‘Not a Funny Word’ and ‘Assassins’: this week’s best theatre
Tara Flynn’s splendid one-woman show and Stephen Sondheim’s roll-call of political killers
“I can never tell anyone about this,” says Tara Flynn, with light irony. Instead, she makes a song and dance about it.
Not a Funny Word
It begins with a disappointing bit of coitus – not so much interruptus as way too abruptus – and ends sometime later, much more satisfyingly, via a fluid analysis of the nation, shame and acts of compassion. “Sure there’s no way you can get pregnant from an unsatisfactory fumble in lumpy Styrofoam,” she recalls. But pregnant she gets, and in Ireland in 2006 – or indeed anytime – the eight amendment means the only options available when a morning-after pill has failed is to travel abroad, alone and afraid.
Flynn takes us with her, assisted by musician Alma Kelliher, a selection of affectionately irreverent songs, and a recollection of culture, faith and family. There is much about holy Catholic Ireland that is ripe for satire, but not everything: Flynn’s grandfather was finally alleviated from racking scruples by a kindly priest who said, “I take all your sins on me.”
If Flynn’s story does something similar, it is because it is so ordinary – not a national tragedy, or cause celebre, just a regrettable personal situation – the kind that people you know have experienced and have never dared share.

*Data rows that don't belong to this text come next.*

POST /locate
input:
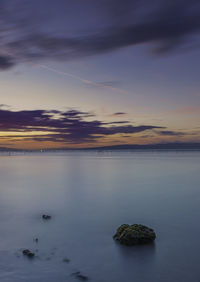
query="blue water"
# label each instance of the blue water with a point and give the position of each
(89, 194)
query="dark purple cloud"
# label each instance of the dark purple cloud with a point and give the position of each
(170, 133)
(70, 126)
(27, 34)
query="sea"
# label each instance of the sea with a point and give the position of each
(88, 195)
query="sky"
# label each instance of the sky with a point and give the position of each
(86, 73)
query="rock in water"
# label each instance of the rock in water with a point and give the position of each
(28, 253)
(45, 216)
(135, 234)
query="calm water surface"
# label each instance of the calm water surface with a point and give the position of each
(89, 194)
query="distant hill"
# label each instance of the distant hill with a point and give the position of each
(160, 146)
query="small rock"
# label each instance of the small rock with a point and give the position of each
(45, 216)
(80, 276)
(66, 260)
(135, 234)
(28, 253)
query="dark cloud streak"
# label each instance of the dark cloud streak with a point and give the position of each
(70, 126)
(166, 24)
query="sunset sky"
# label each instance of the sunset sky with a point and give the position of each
(87, 73)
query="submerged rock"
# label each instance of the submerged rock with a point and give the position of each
(28, 253)
(135, 234)
(45, 216)
(80, 276)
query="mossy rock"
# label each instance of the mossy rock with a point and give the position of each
(135, 234)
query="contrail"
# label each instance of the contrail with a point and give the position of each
(85, 81)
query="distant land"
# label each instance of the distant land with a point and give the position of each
(159, 146)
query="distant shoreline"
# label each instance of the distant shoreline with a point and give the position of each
(147, 147)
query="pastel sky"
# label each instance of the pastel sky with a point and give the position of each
(87, 73)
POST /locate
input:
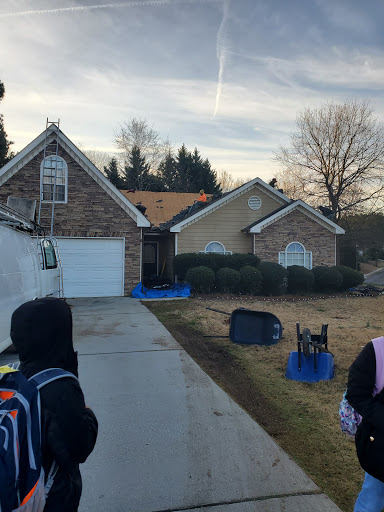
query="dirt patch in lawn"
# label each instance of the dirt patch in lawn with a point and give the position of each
(303, 418)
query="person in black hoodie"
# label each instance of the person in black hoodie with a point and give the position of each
(41, 331)
(370, 433)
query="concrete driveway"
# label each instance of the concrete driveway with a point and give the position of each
(375, 277)
(169, 438)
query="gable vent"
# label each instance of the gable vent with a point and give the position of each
(254, 202)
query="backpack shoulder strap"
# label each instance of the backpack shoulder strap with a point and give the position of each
(46, 376)
(378, 345)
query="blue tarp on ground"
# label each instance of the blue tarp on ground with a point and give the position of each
(176, 290)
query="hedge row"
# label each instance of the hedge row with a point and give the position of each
(273, 279)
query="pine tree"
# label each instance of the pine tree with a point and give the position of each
(209, 178)
(112, 173)
(136, 171)
(5, 144)
(194, 173)
(184, 170)
(167, 172)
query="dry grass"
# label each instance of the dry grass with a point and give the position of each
(309, 412)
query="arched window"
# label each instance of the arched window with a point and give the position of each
(295, 254)
(215, 247)
(49, 167)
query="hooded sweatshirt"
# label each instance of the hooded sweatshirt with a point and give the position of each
(41, 331)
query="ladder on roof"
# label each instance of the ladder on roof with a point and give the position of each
(51, 149)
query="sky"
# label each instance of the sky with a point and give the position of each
(226, 76)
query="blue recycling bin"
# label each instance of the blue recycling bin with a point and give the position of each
(325, 367)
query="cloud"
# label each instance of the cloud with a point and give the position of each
(82, 8)
(222, 52)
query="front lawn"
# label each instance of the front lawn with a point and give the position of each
(301, 417)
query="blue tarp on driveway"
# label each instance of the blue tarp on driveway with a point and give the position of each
(176, 290)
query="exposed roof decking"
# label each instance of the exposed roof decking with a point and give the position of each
(161, 207)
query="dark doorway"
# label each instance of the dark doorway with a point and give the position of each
(151, 259)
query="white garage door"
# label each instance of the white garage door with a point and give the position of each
(92, 267)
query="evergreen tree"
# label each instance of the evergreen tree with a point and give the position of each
(136, 171)
(194, 173)
(5, 144)
(184, 170)
(208, 178)
(112, 173)
(167, 172)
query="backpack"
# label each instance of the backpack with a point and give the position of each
(22, 480)
(349, 418)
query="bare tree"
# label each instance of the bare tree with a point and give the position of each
(337, 156)
(100, 159)
(137, 133)
(292, 186)
(227, 182)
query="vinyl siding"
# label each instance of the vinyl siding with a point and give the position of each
(225, 224)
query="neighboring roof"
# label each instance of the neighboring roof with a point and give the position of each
(184, 219)
(272, 217)
(37, 145)
(161, 206)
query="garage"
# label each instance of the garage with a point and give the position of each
(92, 267)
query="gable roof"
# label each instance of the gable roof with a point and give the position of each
(37, 145)
(161, 206)
(193, 216)
(256, 227)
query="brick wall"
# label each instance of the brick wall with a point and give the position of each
(296, 227)
(90, 211)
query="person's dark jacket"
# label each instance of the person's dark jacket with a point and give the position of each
(41, 331)
(369, 437)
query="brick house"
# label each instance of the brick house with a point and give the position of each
(254, 218)
(99, 231)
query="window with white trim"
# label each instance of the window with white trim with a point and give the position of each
(49, 167)
(254, 202)
(295, 254)
(216, 247)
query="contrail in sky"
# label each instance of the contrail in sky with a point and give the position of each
(222, 51)
(105, 6)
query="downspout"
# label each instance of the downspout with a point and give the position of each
(335, 249)
(175, 254)
(141, 260)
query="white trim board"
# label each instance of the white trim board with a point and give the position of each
(36, 146)
(272, 192)
(306, 210)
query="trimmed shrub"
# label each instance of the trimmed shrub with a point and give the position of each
(202, 279)
(351, 277)
(215, 261)
(327, 279)
(274, 278)
(227, 280)
(300, 279)
(238, 260)
(250, 280)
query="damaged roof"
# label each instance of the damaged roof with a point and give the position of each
(161, 207)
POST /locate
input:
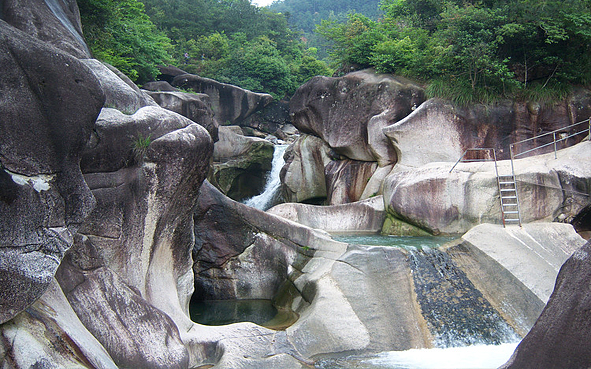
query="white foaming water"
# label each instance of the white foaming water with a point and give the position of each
(469, 357)
(264, 200)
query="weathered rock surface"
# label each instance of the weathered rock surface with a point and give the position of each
(271, 120)
(559, 337)
(48, 104)
(120, 92)
(438, 201)
(439, 131)
(316, 276)
(193, 106)
(346, 180)
(52, 21)
(516, 267)
(363, 216)
(302, 176)
(341, 111)
(241, 163)
(230, 103)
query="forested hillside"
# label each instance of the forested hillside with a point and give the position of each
(468, 51)
(472, 51)
(305, 15)
(231, 41)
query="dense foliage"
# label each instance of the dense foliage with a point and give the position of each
(231, 41)
(121, 34)
(473, 50)
(305, 15)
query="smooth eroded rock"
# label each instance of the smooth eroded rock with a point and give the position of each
(341, 111)
(48, 104)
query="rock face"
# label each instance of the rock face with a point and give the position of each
(341, 112)
(362, 216)
(241, 163)
(302, 176)
(346, 180)
(440, 131)
(49, 102)
(196, 107)
(51, 21)
(231, 104)
(516, 267)
(347, 114)
(439, 201)
(558, 339)
(315, 276)
(120, 92)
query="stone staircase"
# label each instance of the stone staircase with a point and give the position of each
(510, 213)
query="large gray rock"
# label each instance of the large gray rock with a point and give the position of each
(440, 131)
(241, 163)
(144, 207)
(559, 337)
(120, 92)
(346, 180)
(48, 335)
(230, 103)
(439, 201)
(302, 176)
(516, 267)
(341, 111)
(48, 104)
(193, 106)
(363, 216)
(54, 22)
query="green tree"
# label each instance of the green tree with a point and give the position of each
(120, 33)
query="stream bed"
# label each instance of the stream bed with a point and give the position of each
(467, 331)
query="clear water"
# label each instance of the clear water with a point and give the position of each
(265, 200)
(232, 311)
(470, 357)
(428, 264)
(405, 242)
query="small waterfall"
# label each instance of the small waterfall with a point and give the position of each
(456, 312)
(265, 200)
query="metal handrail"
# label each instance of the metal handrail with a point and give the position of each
(554, 142)
(494, 158)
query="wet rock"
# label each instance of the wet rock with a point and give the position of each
(241, 163)
(362, 216)
(440, 131)
(193, 106)
(439, 201)
(516, 267)
(341, 111)
(230, 103)
(346, 180)
(559, 337)
(302, 176)
(48, 104)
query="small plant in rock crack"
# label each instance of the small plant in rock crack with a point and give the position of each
(139, 147)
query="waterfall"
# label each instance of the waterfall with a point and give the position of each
(265, 200)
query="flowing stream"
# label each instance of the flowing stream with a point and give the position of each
(266, 199)
(468, 332)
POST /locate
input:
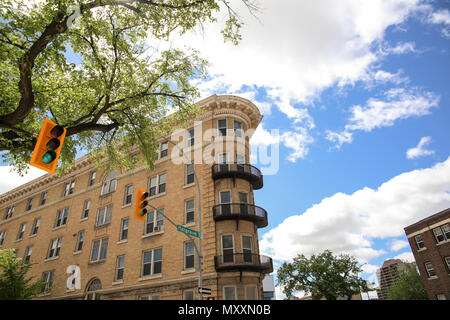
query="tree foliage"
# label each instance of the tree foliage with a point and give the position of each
(14, 285)
(323, 276)
(88, 65)
(408, 286)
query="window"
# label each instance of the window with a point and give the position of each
(190, 139)
(419, 242)
(43, 197)
(29, 204)
(99, 250)
(128, 194)
(2, 236)
(80, 241)
(189, 211)
(222, 126)
(229, 293)
(247, 248)
(188, 295)
(109, 183)
(28, 252)
(227, 249)
(55, 247)
(61, 217)
(86, 207)
(157, 184)
(251, 293)
(237, 128)
(189, 255)
(92, 178)
(120, 266)
(68, 188)
(35, 228)
(9, 212)
(21, 231)
(430, 269)
(151, 262)
(163, 149)
(190, 177)
(47, 280)
(124, 229)
(442, 233)
(104, 216)
(154, 226)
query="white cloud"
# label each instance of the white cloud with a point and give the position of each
(419, 150)
(350, 222)
(10, 179)
(397, 103)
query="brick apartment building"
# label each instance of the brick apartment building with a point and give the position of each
(86, 218)
(387, 275)
(430, 243)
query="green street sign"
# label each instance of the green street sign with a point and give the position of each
(189, 231)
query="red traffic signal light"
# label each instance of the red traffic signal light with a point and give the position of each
(141, 203)
(48, 146)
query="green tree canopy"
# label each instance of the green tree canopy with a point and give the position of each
(408, 286)
(120, 89)
(14, 285)
(322, 275)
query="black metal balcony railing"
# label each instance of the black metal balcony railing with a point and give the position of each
(243, 262)
(235, 170)
(241, 211)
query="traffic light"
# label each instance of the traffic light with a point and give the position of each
(141, 203)
(48, 146)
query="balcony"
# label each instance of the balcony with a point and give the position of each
(243, 262)
(241, 211)
(242, 171)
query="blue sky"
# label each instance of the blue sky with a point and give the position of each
(350, 86)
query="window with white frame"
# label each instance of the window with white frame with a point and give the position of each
(128, 194)
(251, 293)
(229, 293)
(86, 208)
(47, 280)
(99, 250)
(151, 262)
(21, 231)
(35, 227)
(189, 211)
(9, 212)
(157, 184)
(189, 255)
(222, 127)
(2, 236)
(419, 242)
(442, 233)
(120, 267)
(190, 176)
(154, 221)
(124, 229)
(61, 217)
(109, 183)
(54, 248)
(29, 204)
(80, 241)
(104, 216)
(68, 188)
(430, 269)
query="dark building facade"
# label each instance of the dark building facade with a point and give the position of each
(430, 243)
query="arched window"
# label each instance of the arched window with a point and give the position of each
(109, 183)
(94, 286)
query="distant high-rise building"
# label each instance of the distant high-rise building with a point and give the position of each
(387, 275)
(430, 243)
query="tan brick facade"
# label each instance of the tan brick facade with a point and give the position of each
(168, 278)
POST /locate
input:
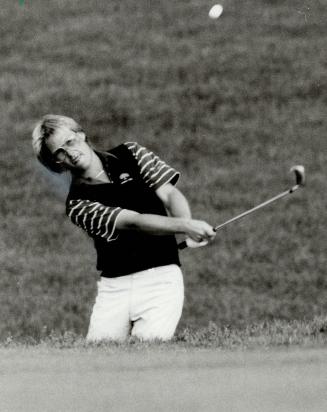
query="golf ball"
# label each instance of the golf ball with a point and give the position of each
(215, 11)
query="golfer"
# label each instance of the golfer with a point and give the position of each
(126, 200)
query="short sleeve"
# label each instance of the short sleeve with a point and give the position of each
(154, 171)
(93, 217)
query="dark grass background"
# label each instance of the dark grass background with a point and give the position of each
(232, 104)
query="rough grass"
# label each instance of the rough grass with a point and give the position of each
(232, 103)
(266, 335)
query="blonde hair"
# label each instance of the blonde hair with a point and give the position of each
(45, 128)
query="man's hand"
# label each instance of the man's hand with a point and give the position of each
(199, 231)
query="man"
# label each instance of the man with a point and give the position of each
(126, 200)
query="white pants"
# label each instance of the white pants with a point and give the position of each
(145, 304)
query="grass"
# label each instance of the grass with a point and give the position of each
(231, 103)
(258, 336)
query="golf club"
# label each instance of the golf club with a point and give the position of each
(300, 180)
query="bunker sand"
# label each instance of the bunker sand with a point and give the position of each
(41, 379)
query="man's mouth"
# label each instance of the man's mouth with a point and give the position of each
(75, 159)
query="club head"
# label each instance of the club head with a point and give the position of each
(299, 174)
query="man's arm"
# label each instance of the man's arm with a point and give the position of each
(174, 201)
(104, 222)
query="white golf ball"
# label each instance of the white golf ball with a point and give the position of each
(215, 11)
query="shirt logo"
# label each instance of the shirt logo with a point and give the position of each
(124, 178)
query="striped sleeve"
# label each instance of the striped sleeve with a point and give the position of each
(153, 170)
(93, 217)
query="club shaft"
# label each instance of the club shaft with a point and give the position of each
(254, 209)
(183, 244)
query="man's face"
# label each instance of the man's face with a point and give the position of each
(69, 149)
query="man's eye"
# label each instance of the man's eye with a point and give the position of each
(60, 155)
(70, 142)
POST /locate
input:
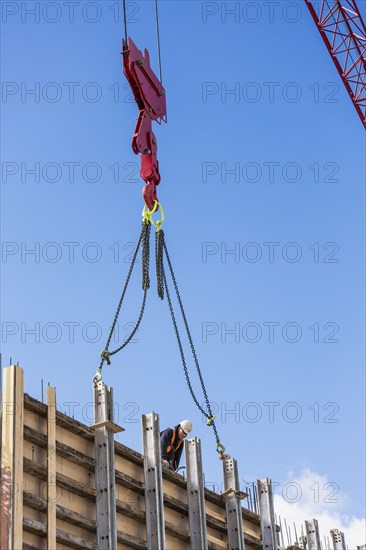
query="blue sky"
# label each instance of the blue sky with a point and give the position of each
(262, 165)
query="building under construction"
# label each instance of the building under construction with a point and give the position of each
(68, 485)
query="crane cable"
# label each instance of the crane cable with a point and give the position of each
(161, 250)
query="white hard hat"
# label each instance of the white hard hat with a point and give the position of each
(186, 426)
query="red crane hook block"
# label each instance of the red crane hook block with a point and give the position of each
(149, 95)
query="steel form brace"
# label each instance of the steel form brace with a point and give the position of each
(105, 428)
(196, 495)
(312, 535)
(338, 539)
(268, 524)
(234, 517)
(343, 31)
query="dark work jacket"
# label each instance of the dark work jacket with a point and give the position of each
(174, 454)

“I can never tell anyone about this,” says Flynn, with light irony. Instead, she literally makes a song and dance about it. Director Phillip McMahon ensures that gesture is neither too grave nor too frivolous. Right now, it makes for essential viewing, and more surprisingly, a joy to watch.
Gate Theatre, Dublin, 7.30pm (Saturday 2.30pm) €27-€42 gatetheatre.ie
“What a wonder is a gun! What a versatile invention! First of all, when you’ve a gun everybody pays attention.” So sings Charles J Guiteau, whose name does not ring out through history quite like the two shots he fired into the back of President James Garfield, in 1881.
With them, however, he became a presidential assassin, guaranteeing infamy and an ignoble immortality. There are, the composer and lyricist Stephen Sondheim knew, many other examples, and based on an unproduced script by Charles Gilbert, he and John Weidman turned the twisted roll call of America’s successful and unsuccessful political killers into a dark musical that conceived of assassination as a fairground game – roll up! roll up! for this macabre American pastime.
Gate artistic director Selina Cartmell has brought the black comedy and contagious melodies of Sondheim to the Gate’s stage before, with a near legendary production of Sweeney Todd in 2007. Now she regroups with musical director Cathal Synnott for something as darkly delicious, giving a platform to the frustrations and ambitions of John Wilkes Booth, Leon Czolgosz, Lynette “Squeaky” Fromme, John Hinkley jnr and Lee Harvey Oswald, among others.
If you’re worried about good taste, you may have missed out on the past century of human endeavour. Anyone else can expect murderously good fun.